There is no such thing as the perfect toy. I need to get this through your stubborn head with Christmas coming at us quicker than the kids can spill something on a freshly washed floor.
There is NO such toy which not only will light up their faces brighter than Rudolph’s nose and keep them occupied and interested for
minutes months years on end, but is durable enough to last for decades to come. A toy which becomes such a beloved favorite, they feel incomplete without it by their side. You can search high and low, research all the options across the world wide internet spaces, and ask for every non-parent’s input, and still! You won’t find it. It doesn’t exist, I promise you this.
Every year, our children will painstakingly craft their Christmas Lists full of magical items they’ve coveted all year long, entranced with every repetitively worn out commercial advertising such. And every year without fail, you will critique the children’s Christmas Lists with the scrutiny of Mr. Scrooge. Nothing will meet your arbitrary approval. Too cheap. Too boring. Too stupid. Too small. Too big. Not one item will meet your perfectionism criterion. You want to give them something conceivably unobtainable
which just doesn’t exist. I swear!
See, the thing is, my dearest husband, your perception of children and playthings is all askew. Romanticized even, if you will. Just as middle-aged women, like myself, still believe in the powerful magic of fairy tales and happily ever after’s, you readily believe in the essence of the movie trilogy, Toy Story. You revel in the implied happily ever after’s when the Toys-R-Us and Target commercials end. Advertisement is a farcical b!$@h! You, my love, fall for their spiel hook, line, and sinker. If you really sit back and take a long hard look at reality, you would see what I’m talking about. Sorry I’m not sorry for bursting your bubble.
Put your child in front of the television and play nothing but toy commercials over and over again. They will say they want almost everything regardless of gender, age range, capabilities, or skill level involved. The word “favorite” does not hold true to definition in the minds of children everywhere. It is merely an exclamation of love when referring to anything they seemingly like right then and there. And everything can change in the blink of an eye. No different than watching a butterfly or bumblebee in a wildflower field flit from flower to flower, testing each one with just a sip. They are sampling the nectar from all but stopping, though only momentarily still, to drink from a very select few. Yet there is nothing obviously special or different about any of those chosen blossoms which would determine which flowers will enamor the most attention from those sweet sampling insects.

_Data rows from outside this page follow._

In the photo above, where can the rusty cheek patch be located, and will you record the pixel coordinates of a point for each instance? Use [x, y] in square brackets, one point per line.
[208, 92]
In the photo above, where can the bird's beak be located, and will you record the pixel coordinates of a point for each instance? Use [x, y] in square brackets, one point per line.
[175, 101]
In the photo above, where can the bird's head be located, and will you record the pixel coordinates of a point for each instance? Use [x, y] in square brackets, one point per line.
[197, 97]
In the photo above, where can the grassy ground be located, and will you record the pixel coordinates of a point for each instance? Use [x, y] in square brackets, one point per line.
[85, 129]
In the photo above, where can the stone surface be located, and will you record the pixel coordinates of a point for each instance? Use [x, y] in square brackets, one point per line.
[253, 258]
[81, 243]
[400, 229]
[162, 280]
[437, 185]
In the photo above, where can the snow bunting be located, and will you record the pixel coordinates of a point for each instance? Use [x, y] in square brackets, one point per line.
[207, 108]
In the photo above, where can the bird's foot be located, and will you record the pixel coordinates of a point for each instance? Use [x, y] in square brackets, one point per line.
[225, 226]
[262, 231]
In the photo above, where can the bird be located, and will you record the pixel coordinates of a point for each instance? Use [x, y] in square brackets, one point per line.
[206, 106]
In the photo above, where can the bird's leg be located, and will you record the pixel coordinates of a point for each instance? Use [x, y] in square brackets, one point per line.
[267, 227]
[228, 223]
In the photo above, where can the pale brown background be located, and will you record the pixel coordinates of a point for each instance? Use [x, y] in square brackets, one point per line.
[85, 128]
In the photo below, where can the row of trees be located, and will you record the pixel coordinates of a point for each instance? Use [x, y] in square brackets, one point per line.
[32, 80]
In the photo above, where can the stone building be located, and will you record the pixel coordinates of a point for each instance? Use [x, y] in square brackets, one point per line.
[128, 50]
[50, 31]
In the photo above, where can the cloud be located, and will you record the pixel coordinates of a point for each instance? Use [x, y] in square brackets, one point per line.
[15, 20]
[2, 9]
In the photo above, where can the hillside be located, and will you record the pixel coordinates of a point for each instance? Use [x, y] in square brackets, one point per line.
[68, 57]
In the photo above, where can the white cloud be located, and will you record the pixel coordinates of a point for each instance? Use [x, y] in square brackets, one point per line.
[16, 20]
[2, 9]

Haven’t you paid any attention to what your children do all day, anyhow? I, mean, c’mon now… get with the program already! All those toys they already own, they were all expected to be “the one” at some point or another, as far as you were concerned. Sure, they were absolutely thrilled… ecstatic… over-the-moon… with joy when they received each one, but not one of them was coveted as you had hoped for. They will all be deemed the “favorite” in turn for a few hours, days, or weeks, most gone back to from time to time, some more often than others.
In the end, every last toy will lose the splendor it once held, lost in the bottom of the toy box as they move on to the next one. Like the real story hidden inside the fairy tale of cherished toys a child will never let go of that is Toy Story. That very well may happen with a lovey/blankie/stuffed something or another, but never with a plaything. For Pete’s sake, children don’t even limit items to use for entertainment purposes to the conventional toy definition- cardboard boxes, packing materials, empty bottles, string, the contents of the refrigerator, tampons, dirt, entire rolls of tape, toothpaste… Moms, you know exactly what I’m talking about here! Kids will play with anything; there are no limitations, boundaries, or protocol to follow in determining what can become a toy.
It seems to me, my love, in all this hoopla over the perfect toy, you have forgotten who and what the toy is for. Your child and Christmas is what the toy is all about. Not your own selfish need for unrealistic perfectionism… because there is no such thing as perfect when it comes to raising children, either, you know. The gift is about the experience you are creating for the recipient. It is about bringing light and happiness through the magic of giving from the heart into this otherwise thoughtless world. You aren’t giving from the heart if the gift must meet your own expectations instead of those of the one receiving it.